5. A blood test method according to claim 3, wherein the anticoagulant is EDTA-K2 anticoagulant or hirudin anticoagulant, and the anticoagulant comprises that the blood sample is peripheral blood or venous blood.

6. The method according to claim 4, wherein the step S104 specifically comprises:

s1041: taking out the consumable material through the transfer mechanism, and placing the consumable material in a corresponding reagent disk unpacking module or a reagent strip unpacking module for unpacking;

s1042: transferring the unpacked consumable to the chromatographic incubation zone or the reagent tray sample loading zone;

s1043: dispensing the reagent in the reagent tube and the blood sample through the pipetting mechanism;

s1044: and detecting the distributed blood sample through the biochemical detection module, the immunochromatography detection module and the blood routine detection module.

7. The method for detecting blood according to claim 6, wherein S1043 specifically comprises:

S1043A: drawing a blood sample from the sample site by the pipetting mechanism, adding the blood sample to the biochemical reagent disk, the chromatographic reagent strip and the WBC counting cell of the blood routine detection module;

S1043B: diluting the blood sample in the WBC counting tank, extracting the diluted blood sample, and adding the diluted blood sample into the RBC counting tank of the blood routine detection module;

S1043C: moving a puncture sample adding needle of the pipetting mechanism to the needle washing table, and washing the inside, the outside and the pipeline of the puncture sample adding needle;

S1043D: adding the reagent in the reagent tube to the chromatographic reagent strip;

S1043E: and washing the puncture sample adding needle to finish the distribution of the reagent and the blood sample.

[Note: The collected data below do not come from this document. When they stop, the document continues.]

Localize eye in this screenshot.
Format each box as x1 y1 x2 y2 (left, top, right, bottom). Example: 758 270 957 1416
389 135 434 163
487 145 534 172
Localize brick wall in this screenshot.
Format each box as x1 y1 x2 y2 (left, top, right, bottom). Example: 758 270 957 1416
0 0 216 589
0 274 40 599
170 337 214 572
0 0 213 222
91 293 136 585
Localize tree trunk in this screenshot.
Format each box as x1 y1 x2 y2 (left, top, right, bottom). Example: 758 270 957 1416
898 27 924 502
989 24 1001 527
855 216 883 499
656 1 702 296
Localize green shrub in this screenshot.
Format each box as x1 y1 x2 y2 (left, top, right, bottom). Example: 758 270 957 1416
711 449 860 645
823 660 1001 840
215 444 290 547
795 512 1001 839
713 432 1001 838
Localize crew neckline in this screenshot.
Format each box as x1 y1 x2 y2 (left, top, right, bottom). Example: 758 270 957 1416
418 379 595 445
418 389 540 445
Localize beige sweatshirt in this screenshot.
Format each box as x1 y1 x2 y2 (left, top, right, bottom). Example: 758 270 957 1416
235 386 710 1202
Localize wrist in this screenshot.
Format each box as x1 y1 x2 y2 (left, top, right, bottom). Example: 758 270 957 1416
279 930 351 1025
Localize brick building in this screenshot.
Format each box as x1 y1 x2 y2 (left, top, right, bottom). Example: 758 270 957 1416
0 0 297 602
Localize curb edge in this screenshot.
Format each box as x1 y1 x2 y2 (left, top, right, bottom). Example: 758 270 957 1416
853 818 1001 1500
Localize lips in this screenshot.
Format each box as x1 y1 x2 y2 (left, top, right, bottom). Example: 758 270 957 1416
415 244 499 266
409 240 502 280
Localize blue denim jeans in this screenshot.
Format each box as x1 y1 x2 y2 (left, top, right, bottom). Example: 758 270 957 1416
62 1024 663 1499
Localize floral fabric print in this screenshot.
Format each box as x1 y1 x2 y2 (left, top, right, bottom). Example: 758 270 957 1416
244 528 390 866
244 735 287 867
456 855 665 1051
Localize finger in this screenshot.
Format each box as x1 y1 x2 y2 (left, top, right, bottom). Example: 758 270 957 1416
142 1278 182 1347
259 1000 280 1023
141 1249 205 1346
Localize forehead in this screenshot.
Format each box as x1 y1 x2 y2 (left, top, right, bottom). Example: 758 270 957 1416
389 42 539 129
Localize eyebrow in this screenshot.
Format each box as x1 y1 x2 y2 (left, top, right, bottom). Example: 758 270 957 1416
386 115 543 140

8. The method for detecting blood according to claim 6, wherein S1044 specifically comprises:

S1044A: collecting blood routine detection results through the blood routine detection module for novel blood cell count, white blood cell classification and hemoglobin concentration measurement of the blood sample;

S1044B: transferring the biochemical reagent disk to the biochemical detection module through the transfer mechanism for detection, diluting a blood sample in the biochemical reagent disk by the biochemical detection module, centrifugally separating the diluted blood sample to obtain serum, detecting the serum, and collecting a biochemical detection result;

S1044C: and incubating the chromatographic reagent strip for a preset period of time at room temperature, transferring the incubated chromatographic reagent strip to the immunochromatography detection module for detection through the transfer mechanism, obtaining a fluorescence signal value of the chromatographic reagent strip, and obtaining an immunochromatography detection result.

9. The blood detection method according to claim 6, wherein S104 further comprises:

s1045: inputting the blood routine detection result, the biochemical detection result and the immunochromatographic detection result into the programmable computer.

10. The blood test method of claim 3, wherein the blood test method further comprises:

S105A: and transmitting the report to a laboratory information management system.